While the authors suggest that new harmfulness categories can be added to the constitution, previous research has demonstrated that even subtle changes to evaluation prompts can significantly impact harmful content detection. When the data distribution of the synthetic data can change by slight changes of the prompt, it raises concerns about whether constitutional classifiers will maintain their effectiveness when adapted to domain-specific prompt modifications and diverse real-world applications beyond CBRN scenarios. Vulnerabilities like these highlight a broader challenge of evolving beyond general protections.
Future Work
Improving constitutional classifiers involves developing safeguards not only for general use cases but also for specific domains where LLMs are currently in use. This would help strengthen use for fields like healthcare, law, and finance, where additional harmful prompts and generations exist based on specific use cases. Creating domain specific protections presents unique challenges such as collaborating with domain experts to understand the intended use of LLMs and safety concerns. However, it is part of the responsibility of the model creators to stay ahead of emerging threats.

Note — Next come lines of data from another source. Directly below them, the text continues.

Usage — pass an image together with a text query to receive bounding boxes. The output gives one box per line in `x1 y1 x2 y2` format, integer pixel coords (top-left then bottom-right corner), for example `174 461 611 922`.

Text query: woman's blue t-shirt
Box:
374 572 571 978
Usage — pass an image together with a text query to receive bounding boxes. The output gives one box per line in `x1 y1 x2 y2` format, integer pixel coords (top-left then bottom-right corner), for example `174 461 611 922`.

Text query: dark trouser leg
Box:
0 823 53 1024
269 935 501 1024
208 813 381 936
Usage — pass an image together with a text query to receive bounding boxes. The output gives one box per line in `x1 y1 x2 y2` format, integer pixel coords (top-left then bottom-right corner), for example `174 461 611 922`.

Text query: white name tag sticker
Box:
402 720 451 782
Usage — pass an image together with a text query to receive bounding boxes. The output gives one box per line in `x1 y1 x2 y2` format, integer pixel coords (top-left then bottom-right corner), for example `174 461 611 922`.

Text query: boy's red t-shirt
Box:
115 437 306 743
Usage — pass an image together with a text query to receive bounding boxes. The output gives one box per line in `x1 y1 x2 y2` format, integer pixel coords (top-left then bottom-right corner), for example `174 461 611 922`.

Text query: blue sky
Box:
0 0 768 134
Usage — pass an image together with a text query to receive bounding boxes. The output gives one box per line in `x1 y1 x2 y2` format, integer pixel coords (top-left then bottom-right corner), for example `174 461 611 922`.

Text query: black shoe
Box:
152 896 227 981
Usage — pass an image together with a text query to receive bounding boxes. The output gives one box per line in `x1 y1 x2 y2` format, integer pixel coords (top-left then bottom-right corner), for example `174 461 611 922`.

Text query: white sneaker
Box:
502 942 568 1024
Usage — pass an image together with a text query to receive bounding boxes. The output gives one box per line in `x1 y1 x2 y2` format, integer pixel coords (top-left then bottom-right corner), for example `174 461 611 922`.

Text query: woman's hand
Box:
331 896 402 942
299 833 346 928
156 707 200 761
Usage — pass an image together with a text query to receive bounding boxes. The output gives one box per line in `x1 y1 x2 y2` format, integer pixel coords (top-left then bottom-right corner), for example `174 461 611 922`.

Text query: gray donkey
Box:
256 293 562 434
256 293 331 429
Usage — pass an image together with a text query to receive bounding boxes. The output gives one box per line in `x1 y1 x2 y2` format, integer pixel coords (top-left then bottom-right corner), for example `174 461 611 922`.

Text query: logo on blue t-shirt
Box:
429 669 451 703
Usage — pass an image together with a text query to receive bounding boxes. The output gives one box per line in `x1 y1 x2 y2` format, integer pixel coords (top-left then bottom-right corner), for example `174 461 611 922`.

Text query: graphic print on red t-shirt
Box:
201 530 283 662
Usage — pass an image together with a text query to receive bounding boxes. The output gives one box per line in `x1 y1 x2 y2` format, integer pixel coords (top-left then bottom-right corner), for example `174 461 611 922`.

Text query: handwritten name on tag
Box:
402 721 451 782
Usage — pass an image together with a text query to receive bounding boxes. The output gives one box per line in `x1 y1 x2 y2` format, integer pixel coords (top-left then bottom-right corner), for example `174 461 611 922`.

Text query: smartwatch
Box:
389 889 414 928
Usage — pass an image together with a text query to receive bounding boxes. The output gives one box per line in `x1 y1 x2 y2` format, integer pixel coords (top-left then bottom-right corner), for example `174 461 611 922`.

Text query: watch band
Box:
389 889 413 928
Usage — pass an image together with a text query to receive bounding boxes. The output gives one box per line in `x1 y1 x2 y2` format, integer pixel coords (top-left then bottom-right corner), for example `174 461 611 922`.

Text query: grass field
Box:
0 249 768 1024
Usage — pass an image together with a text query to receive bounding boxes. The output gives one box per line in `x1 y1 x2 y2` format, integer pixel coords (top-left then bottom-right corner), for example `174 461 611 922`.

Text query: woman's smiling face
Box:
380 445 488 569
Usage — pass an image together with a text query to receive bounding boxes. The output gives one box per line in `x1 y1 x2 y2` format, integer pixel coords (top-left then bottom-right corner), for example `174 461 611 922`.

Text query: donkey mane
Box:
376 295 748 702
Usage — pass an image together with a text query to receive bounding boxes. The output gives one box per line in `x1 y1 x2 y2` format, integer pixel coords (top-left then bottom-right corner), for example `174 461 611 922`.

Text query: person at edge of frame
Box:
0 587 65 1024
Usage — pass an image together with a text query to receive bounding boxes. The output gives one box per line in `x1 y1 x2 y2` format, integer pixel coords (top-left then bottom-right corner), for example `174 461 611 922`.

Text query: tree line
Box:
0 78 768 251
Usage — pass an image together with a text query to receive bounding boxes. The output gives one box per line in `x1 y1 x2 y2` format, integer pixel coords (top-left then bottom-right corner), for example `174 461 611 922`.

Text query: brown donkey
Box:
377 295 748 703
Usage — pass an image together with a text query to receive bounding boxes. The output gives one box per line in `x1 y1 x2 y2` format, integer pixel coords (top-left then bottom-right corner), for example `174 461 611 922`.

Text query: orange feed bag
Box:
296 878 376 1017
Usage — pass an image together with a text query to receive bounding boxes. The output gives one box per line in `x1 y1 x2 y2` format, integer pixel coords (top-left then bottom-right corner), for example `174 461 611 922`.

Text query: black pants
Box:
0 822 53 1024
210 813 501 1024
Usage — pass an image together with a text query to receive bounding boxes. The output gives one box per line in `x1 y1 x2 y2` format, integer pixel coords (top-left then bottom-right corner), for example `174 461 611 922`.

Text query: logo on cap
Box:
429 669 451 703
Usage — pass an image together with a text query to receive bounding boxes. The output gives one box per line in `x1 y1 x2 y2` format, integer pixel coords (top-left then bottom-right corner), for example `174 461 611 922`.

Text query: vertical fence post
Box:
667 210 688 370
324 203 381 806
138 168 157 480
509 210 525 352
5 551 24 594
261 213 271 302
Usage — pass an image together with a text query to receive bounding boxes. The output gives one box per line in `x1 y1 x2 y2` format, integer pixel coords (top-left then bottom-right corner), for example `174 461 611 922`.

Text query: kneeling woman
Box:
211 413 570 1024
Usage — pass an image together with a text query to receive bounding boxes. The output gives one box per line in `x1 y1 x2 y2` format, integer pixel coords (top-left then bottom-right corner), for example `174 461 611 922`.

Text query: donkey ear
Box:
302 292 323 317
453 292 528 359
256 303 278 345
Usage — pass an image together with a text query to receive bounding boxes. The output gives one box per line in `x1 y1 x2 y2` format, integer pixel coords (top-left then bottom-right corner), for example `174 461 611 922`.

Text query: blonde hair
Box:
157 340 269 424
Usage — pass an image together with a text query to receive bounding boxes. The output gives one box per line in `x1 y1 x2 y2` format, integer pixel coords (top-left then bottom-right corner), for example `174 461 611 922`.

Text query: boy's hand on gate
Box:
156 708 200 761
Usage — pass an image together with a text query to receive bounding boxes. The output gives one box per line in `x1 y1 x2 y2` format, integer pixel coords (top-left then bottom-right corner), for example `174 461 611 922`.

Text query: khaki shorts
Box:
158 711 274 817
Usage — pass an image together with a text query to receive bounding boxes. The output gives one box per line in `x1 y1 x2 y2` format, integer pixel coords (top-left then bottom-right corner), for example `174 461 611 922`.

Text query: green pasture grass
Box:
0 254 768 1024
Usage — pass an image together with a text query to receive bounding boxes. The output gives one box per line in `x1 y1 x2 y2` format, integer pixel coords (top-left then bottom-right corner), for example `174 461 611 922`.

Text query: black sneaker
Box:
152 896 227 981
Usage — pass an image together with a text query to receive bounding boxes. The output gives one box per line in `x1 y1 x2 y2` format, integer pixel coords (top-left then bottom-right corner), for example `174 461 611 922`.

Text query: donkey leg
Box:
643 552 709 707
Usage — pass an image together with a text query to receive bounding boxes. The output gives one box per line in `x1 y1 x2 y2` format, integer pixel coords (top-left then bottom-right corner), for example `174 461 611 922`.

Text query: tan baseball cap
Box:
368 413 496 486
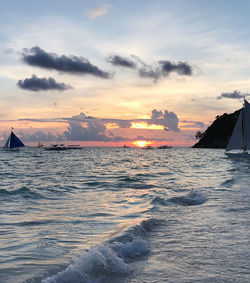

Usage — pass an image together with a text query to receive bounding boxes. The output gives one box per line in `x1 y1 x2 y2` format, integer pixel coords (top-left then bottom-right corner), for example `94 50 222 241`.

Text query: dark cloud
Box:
159 61 192 76
64 113 125 142
217 90 246 99
107 55 136 69
148 109 180 132
138 66 161 82
17 75 72 91
138 61 192 82
108 55 193 82
17 109 180 142
181 120 205 128
22 46 110 79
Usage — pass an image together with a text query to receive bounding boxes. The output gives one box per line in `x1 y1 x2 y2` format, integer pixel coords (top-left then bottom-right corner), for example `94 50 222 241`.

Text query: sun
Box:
133 141 152 147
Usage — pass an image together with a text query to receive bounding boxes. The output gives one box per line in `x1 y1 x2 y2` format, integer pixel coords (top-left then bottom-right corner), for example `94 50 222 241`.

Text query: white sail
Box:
226 99 250 152
226 110 243 151
244 100 250 150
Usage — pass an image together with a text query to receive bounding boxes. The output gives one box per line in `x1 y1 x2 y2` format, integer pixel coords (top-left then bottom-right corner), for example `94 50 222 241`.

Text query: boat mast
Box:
242 96 247 153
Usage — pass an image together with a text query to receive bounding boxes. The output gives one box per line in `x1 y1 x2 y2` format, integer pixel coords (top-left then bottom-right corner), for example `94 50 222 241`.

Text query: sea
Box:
0 147 250 283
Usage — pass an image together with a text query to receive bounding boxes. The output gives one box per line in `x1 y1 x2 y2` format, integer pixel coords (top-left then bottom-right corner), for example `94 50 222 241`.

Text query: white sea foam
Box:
42 220 157 283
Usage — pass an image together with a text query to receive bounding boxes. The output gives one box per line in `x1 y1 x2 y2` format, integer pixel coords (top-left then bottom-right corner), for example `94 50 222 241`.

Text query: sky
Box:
0 0 250 149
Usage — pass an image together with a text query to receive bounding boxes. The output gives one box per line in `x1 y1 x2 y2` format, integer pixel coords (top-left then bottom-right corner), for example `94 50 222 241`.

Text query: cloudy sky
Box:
0 0 250 146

New questions can start to arise about effective safeguards such as: Will this technique be robust enough to shifts in the distribution of inputs and outputs over time? Is the grading rubric used to evaluate harmfulness strong enough? What constitutes harmful behavior in this domain? And does synthetic data generation capture the diversity of LLM interactions? Although this list is not exhaustive, these questions demonstrate the considerations when developing safeguards for LLMs in specific fields. This approach of using product use cases to drive our safety innovations is critical not only in strengthening our safeguards but also preventing harmfulness in fields where LLMs are already in use. And while some real world use cases were tested in constitutional classifiers, moving to additional practical use cases can help strengthen their safeguard.
Conclusion
Constitutional classifiers represent one of the first publicized attempts by an AI company to create guardrails for an LLM that help prevent it from providing harmful information, such as instructions for creating chemical weapons or assistance with system breaches. By using two classifiers to detect dangerous inputs and outputs, this approach is a defense mechanism against jailbreaking attempts to exploit existing LLM vulnerabilities.
While Anthropic demonstrated strong results through both human red teaming and an automated red teaming pipeline, this is a first step into developing robust safeguards for the variety of LLM use cases including in safety critical domains like healthcare, law, and finance. Harmful outputs in these contexts could compromise patient care, financial stability, or even national security. Using real world product applications to drive safety innovation creates a cycle where practical implementation informs effective safety protections and enables careful, iterative testing. This approach helps enable more targeted and contextually appropriate safety methods.
Moving forward, as AI systems become more capable, AI safety must anticipate and evolve to ensure responsible and trustworthy systems. Constitutional classifiers is a first approach, but much work is yet to be done to ensure ongoing vigilance and commitment to ensure responsible use of AI for the community.